A baby Bonobo was born at the Columbus Zoo and Aquarium monday afternoon as Zoo volunteers and staff who have been conducting around the clock observations since February 17 watched via surveillance camera. This is the eleventh bonobo born at the Columbus Zoo since the Zoo received its first bonobos in 1990 in conjunction with the Species Survival Plan (SSP) for this endangered ape.
Video by Graham Jones
Bonobos and people share more than 98% of the same DNA; in fact, bonobos and chimpanzees are more closely related genetically to humans than they are to gorillas. The bonobo is the smallest of the great apes and is a separate species from the chimpanzee. Females give birth to a single baby after a gestation period of approximately 8.5 months.

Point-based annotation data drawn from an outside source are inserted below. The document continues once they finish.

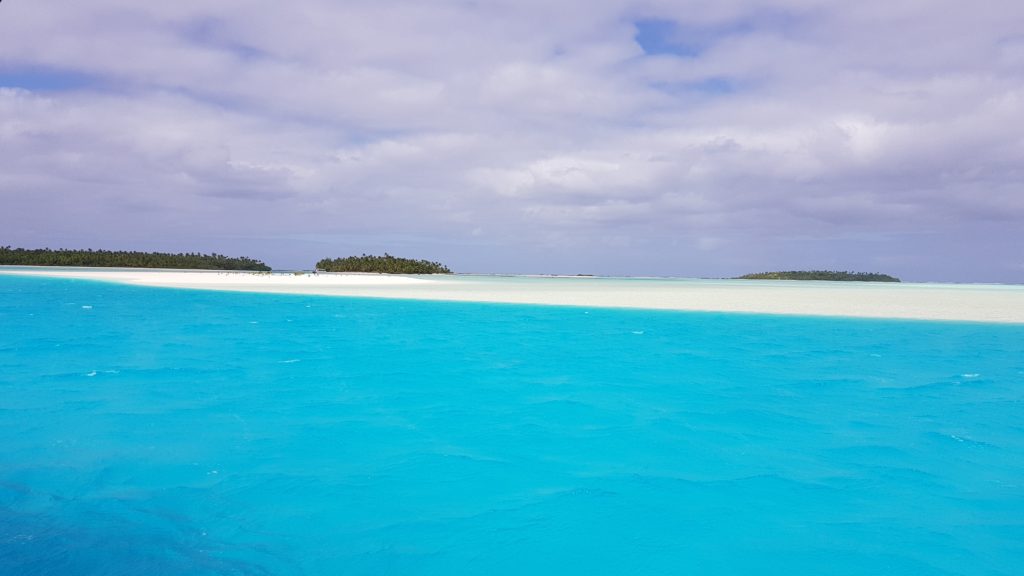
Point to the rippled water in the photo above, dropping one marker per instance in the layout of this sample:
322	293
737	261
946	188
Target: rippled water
174	432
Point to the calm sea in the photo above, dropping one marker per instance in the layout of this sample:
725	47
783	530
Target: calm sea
157	432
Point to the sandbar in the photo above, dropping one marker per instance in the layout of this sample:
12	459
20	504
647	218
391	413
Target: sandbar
973	302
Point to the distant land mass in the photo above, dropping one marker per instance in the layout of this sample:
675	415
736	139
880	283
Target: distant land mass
821	275
108	258
383	264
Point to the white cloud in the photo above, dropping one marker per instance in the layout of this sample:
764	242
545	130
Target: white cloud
515	123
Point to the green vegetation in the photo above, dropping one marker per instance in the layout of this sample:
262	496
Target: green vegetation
107	258
821	275
385	264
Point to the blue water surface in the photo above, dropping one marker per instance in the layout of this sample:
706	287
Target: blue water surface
147	430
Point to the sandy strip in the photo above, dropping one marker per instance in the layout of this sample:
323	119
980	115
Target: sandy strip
926	301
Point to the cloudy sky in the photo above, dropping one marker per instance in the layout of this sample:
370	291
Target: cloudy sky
677	137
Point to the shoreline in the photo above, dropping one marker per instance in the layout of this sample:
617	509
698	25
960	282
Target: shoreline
992	303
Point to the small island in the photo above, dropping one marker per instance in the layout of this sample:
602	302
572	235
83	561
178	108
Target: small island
382	264
109	258
821	275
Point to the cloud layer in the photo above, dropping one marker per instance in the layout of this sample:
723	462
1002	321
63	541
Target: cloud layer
686	138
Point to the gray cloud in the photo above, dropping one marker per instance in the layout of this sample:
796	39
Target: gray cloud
523	136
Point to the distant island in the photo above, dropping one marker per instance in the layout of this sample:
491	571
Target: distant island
108	258
382	264
821	275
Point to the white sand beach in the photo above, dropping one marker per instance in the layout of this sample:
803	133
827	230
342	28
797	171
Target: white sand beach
926	301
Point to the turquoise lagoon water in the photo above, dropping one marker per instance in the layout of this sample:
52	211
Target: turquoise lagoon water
150	430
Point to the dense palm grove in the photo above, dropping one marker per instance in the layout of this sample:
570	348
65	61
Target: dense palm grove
108	258
386	264
821	275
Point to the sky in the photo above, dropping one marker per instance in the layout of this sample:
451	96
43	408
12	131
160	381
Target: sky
654	137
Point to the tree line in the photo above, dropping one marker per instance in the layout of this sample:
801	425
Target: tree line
821	275
385	264
120	258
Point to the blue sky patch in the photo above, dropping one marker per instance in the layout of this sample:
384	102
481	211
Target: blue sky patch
45	80
664	37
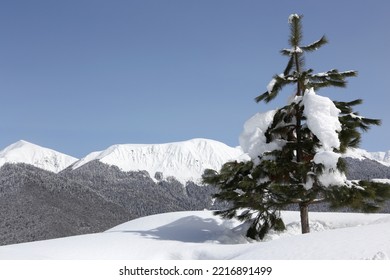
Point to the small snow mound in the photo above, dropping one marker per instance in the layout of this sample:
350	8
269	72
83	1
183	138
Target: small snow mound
29	153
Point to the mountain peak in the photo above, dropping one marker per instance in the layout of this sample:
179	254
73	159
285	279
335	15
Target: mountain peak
25	152
185	160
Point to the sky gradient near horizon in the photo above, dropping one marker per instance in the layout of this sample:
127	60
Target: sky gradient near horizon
80	75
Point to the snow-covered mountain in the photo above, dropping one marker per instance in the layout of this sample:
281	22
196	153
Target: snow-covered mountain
381	157
196	235
25	152
184	160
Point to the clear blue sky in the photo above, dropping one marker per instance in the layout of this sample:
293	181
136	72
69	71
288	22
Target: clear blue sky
81	75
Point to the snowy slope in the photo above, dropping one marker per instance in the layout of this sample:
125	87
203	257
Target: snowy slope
200	235
25	152
381	157
185	160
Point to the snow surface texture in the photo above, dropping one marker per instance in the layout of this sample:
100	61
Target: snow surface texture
200	235
186	161
25	152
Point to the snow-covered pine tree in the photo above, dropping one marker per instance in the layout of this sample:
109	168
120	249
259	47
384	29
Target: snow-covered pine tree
296	150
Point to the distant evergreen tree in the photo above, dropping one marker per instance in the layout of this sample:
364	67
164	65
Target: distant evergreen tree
296	157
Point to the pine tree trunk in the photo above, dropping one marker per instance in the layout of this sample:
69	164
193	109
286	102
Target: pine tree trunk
304	210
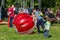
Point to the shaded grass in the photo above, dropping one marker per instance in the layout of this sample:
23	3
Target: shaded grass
10	34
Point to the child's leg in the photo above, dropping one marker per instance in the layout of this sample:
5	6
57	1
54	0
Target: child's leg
46	33
37	25
11	19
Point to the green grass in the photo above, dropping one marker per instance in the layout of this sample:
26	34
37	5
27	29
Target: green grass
10	34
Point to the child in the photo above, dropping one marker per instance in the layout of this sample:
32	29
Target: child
47	28
34	19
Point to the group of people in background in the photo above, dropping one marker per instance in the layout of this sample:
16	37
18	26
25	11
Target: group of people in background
44	18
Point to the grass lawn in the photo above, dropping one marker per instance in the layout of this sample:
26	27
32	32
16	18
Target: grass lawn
10	34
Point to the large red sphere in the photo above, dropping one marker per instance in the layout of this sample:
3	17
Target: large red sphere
23	23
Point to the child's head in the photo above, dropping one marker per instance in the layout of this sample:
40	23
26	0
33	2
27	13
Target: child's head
47	18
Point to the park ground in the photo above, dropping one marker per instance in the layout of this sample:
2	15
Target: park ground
10	34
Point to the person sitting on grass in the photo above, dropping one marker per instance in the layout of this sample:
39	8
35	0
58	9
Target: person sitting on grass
47	27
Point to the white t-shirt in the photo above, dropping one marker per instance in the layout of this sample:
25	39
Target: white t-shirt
47	25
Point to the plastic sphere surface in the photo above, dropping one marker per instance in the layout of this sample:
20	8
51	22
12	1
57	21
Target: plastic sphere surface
23	23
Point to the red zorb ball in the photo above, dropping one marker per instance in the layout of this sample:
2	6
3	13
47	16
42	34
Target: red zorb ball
23	23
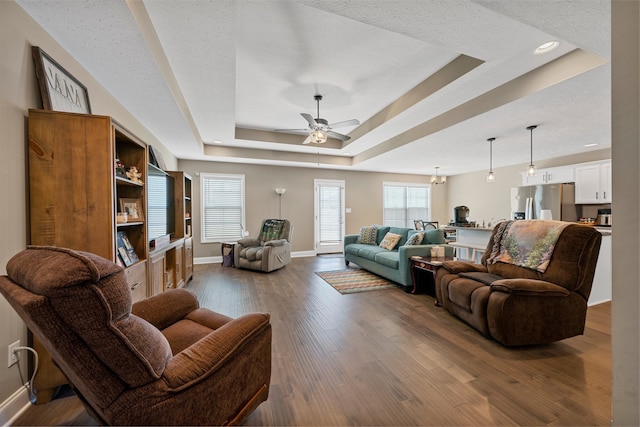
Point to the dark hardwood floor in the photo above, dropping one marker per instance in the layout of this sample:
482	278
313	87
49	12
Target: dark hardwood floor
390	358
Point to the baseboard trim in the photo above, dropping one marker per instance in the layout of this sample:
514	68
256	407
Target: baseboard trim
14	406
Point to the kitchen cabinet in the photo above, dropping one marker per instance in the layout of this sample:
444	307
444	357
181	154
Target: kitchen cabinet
556	175
593	183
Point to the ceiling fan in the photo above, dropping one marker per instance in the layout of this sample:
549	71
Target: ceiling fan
319	129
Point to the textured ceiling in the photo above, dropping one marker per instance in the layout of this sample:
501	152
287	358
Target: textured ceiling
428	77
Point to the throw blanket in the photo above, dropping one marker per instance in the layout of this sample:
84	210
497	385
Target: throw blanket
271	230
526	244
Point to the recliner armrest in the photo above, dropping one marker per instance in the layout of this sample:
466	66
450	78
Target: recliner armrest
529	287
456	267
204	357
165	309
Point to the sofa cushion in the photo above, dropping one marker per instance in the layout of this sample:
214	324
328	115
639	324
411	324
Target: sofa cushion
390	241
388	259
403	232
370	251
382	231
414	237
353	248
433	237
368	235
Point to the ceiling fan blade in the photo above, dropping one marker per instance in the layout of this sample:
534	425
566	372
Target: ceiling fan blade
337	135
309	118
352	122
301	131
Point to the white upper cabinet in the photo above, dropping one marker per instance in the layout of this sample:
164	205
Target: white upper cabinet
593	182
557	175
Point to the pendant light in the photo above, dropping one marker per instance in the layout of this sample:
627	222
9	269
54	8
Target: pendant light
435	179
531	169
491	177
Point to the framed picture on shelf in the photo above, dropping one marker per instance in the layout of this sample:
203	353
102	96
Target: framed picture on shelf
126	251
133	209
60	91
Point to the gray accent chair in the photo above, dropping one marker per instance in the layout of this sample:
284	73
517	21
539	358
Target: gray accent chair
269	251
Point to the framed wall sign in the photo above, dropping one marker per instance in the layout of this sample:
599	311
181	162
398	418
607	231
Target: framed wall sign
60	90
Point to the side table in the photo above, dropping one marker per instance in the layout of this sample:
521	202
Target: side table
429	265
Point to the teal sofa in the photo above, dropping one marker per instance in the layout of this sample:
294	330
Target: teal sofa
393	264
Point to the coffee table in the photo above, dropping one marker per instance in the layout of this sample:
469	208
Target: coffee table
431	266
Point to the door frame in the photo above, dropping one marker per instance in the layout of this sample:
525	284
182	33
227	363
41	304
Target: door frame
339	247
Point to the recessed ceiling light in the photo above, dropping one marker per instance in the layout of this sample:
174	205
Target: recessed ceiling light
546	47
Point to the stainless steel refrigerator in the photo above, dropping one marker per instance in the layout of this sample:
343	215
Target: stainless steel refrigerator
542	201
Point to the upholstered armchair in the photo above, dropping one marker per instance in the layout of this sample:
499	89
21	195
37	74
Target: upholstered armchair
269	251
532	285
164	361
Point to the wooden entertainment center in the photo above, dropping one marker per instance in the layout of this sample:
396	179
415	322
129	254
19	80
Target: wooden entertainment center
86	171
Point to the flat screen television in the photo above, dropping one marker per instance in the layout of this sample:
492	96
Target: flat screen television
160	220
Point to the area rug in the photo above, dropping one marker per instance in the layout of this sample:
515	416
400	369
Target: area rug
351	281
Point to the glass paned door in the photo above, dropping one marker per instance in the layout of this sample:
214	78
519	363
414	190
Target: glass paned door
329	216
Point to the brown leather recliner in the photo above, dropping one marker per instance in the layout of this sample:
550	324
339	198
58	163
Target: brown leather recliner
517	305
164	361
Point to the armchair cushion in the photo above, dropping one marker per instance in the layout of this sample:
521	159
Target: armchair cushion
529	287
270	251
457	267
249	241
482	277
202	368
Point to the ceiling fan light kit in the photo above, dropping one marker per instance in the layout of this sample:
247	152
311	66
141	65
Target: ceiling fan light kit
531	169
435	179
491	177
319	129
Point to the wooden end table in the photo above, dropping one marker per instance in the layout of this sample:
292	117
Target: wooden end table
430	265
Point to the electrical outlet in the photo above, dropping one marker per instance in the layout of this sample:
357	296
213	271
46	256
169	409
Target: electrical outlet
11	357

Bonobos were the last of the great apes to be discovered and is the rarest with only 5,000-50,000 living in the equatorial forests of the Democratic Republic of Congo (DRC). The primary threat to the endangered bonobo is human behavior, mainly habitat destruction caused by logging. A secondary threat is the hunting of bonobos for bushmeat for native consumption and for sale to logging companies and markets.
Recognizing the desperate situation bonobos face in the wild, the Columbus Zoo supports the Congolese association ABC - Les Amis des Bonobos du Congo (Friends of Bonobos in Congo). ABC operates Lola ya Bonobo Sanctuary, which has advocated for wildlife conservation in Kinshasa for the past 10 years. ABC's mission is "to contribute to the protection of bonobos in their natural environment through educational programs, advocacy work and the facilitation of behavioral research."
In 2009, the Zoos Conservation Grants Program and Partners in Conservation awarded more than $1 million in program support for 70 conservation projects in 35 countries. Over the past five years, the Zoo has distributed $4 million in support. This money is raised from restricted donations, conservation fundraisers, and coins donated by Zoo visitors.
"We are committed to saving the bonobo through the excellent care given to these amazing animals at the Zoo and by providing significant support for conservation programs in Africa," said Columbus Zoo Executive Director Dale Schmidt.
Columbus Zoo and Aquarium is open 363 days a year 9 a.m. to 6 p.m. from Memorial Day weekend through Labor Day and 9 a.m. to 5 p.m. after Labor Day. General admission is $12.99 for adults, $7.99 for children ages 2 to 9 and seniors 60+. Children under 2 and Columbus Zoo members are free. The Zoo was named the #1 Zoo in America by USA Travel Guide and is accredited by the Association of Zoos and Aquariums (AZA.) For more information and to purchase advance Zoo admission tickets, visit www.columbuszoo.org.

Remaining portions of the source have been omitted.